Volumizer worked by breaking the volume down into tetrahedra then rendering each of these as multiple 2D slices aligned to the view direction, this technique is called volume slicing. The slices were rasterized as triangles with a 3D texture applied to them that contained the volume data. The resulting fragments were then drawn using alpha blending to create the final image.  
Volume slicing
3D textures were at that time a very sophisticated GPU feature that required graphics hardware like SGI's InfiniteReality, which featured on the Onyx line of visual supercomputers which my software ran on. These GPUs had 100s of megabytes of texture memory, which for the time was an obscene amount!

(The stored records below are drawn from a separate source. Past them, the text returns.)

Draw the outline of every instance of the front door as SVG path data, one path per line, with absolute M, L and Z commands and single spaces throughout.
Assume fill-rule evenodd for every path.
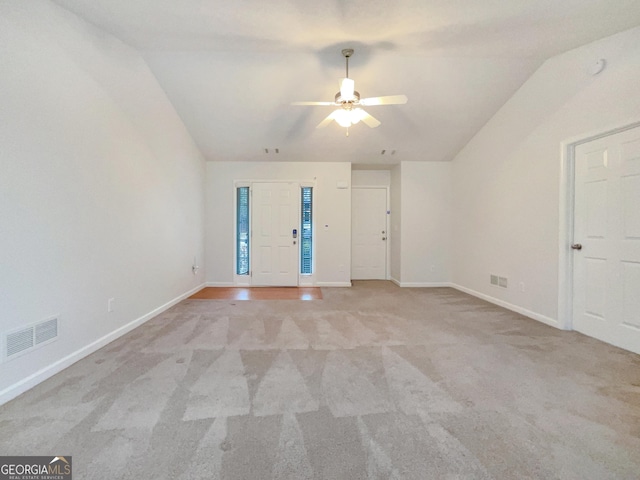
M 640 127 L 576 147 L 573 326 L 640 353 Z
M 351 189 L 351 278 L 387 278 L 387 189 Z
M 251 191 L 251 285 L 297 286 L 299 238 L 293 232 L 300 228 L 300 187 L 254 183 Z

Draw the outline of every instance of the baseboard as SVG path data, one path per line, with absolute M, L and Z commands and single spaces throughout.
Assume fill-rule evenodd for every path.
M 204 284 L 199 285 L 189 290 L 186 293 L 183 293 L 182 295 L 150 311 L 149 313 L 143 315 L 142 317 L 139 317 L 133 320 L 132 322 L 127 323 L 126 325 L 123 325 L 122 327 L 114 330 L 111 333 L 108 333 L 104 337 L 99 338 L 98 340 L 90 343 L 89 345 L 82 347 L 81 349 L 76 350 L 75 352 L 58 360 L 57 362 L 42 368 L 41 370 L 33 373 L 32 375 L 29 375 L 27 378 L 24 378 L 14 383 L 13 385 L 10 385 L 9 387 L 5 388 L 0 392 L 0 405 L 3 405 L 4 403 L 7 403 L 10 400 L 13 400 L 18 395 L 21 395 L 22 393 L 26 392 L 27 390 L 30 390 L 31 388 L 35 387 L 39 383 L 44 382 L 48 378 L 54 376 L 56 373 L 60 373 L 62 370 L 64 370 L 67 367 L 70 367 L 77 361 L 82 360 L 84 357 L 91 355 L 97 350 L 100 350 L 105 345 L 108 345 L 109 343 L 120 338 L 126 333 L 129 333 L 134 328 L 139 327 L 140 325 L 147 322 L 148 320 L 151 320 L 153 317 L 156 317 L 162 312 L 169 310 L 171 307 L 181 302 L 185 298 L 188 298 L 194 293 L 202 290 L 202 288 L 204 288 Z
M 236 285 L 233 282 L 207 282 L 204 287 L 248 287 L 248 285 Z
M 351 282 L 316 282 L 316 287 L 350 287 Z
M 554 320 L 553 318 L 547 317 L 545 315 L 541 315 L 536 312 L 532 312 L 531 310 L 527 310 L 526 308 L 513 305 L 512 303 L 505 302 L 504 300 L 500 300 L 498 298 L 485 295 L 484 293 L 476 292 L 475 290 L 471 290 L 470 288 L 463 287 L 461 285 L 456 285 L 455 283 L 451 283 L 449 284 L 449 286 L 463 293 L 468 293 L 469 295 L 472 295 L 477 298 L 481 298 L 482 300 L 486 300 L 487 302 L 493 303 L 494 305 L 498 305 L 499 307 L 506 308 L 507 310 L 511 310 L 512 312 L 519 313 L 520 315 L 524 315 L 525 317 L 529 317 L 533 320 L 537 320 L 539 322 L 545 323 L 555 328 L 560 328 L 558 321 Z
M 398 280 L 397 278 L 389 277 L 389 280 L 391 280 L 393 283 L 395 283 L 399 287 L 402 286 L 400 283 L 400 280 Z

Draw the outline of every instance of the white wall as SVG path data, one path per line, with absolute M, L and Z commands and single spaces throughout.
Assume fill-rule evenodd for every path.
M 402 164 L 391 169 L 390 177 L 390 270 L 391 280 L 399 284 L 402 279 Z
M 447 284 L 451 280 L 451 164 L 402 162 L 401 181 L 400 284 Z
M 141 57 L 48 1 L 0 3 L 0 62 L 0 332 L 60 319 L 2 402 L 203 283 L 204 162 Z
M 354 187 L 388 187 L 391 185 L 389 170 L 352 170 L 351 184 Z
M 322 286 L 351 282 L 351 164 L 337 162 L 208 162 L 207 283 L 233 285 L 234 182 L 313 181 L 316 271 Z M 349 188 L 337 188 L 346 181 Z
M 640 27 L 548 60 L 457 155 L 457 285 L 556 322 L 560 144 L 640 120 L 639 45 Z M 591 76 L 599 58 L 607 69 Z

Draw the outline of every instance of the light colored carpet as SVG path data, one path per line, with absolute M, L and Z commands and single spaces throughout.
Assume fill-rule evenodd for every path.
M 0 407 L 77 479 L 632 479 L 640 356 L 452 289 L 186 300 Z

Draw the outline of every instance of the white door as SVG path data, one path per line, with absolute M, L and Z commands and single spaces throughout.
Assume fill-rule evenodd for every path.
M 300 188 L 292 183 L 254 183 L 251 187 L 251 284 L 298 285 Z
M 576 147 L 574 208 L 574 329 L 640 353 L 640 127 Z
M 351 189 L 351 278 L 387 278 L 387 189 Z

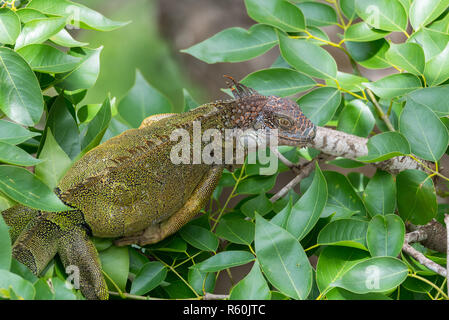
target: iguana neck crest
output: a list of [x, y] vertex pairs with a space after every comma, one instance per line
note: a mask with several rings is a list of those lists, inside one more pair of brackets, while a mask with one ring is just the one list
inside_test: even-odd
[[220, 122], [227, 129], [254, 129], [279, 131], [280, 142], [287, 145], [305, 145], [316, 134], [316, 126], [292, 100], [264, 96], [252, 88], [229, 78], [227, 83], [233, 100], [216, 102]]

Onyx2 visual super computers


X-rays had been taken of Nesperennub in the 1960s that revealed a mysterious object on his head. In my application different materials could be highlighted using a dynamic color look-up table. Lookup tables like this were easy to implement in Volumizer. As this was before programmable shaders were common in realtime, under the hood OpenGL's color table feature was used to create this effect. In the final renderered image different densities in the CAT data were represented as different colours. Some colours in the table could be partially, or completely, transparent so that some materials became see-through.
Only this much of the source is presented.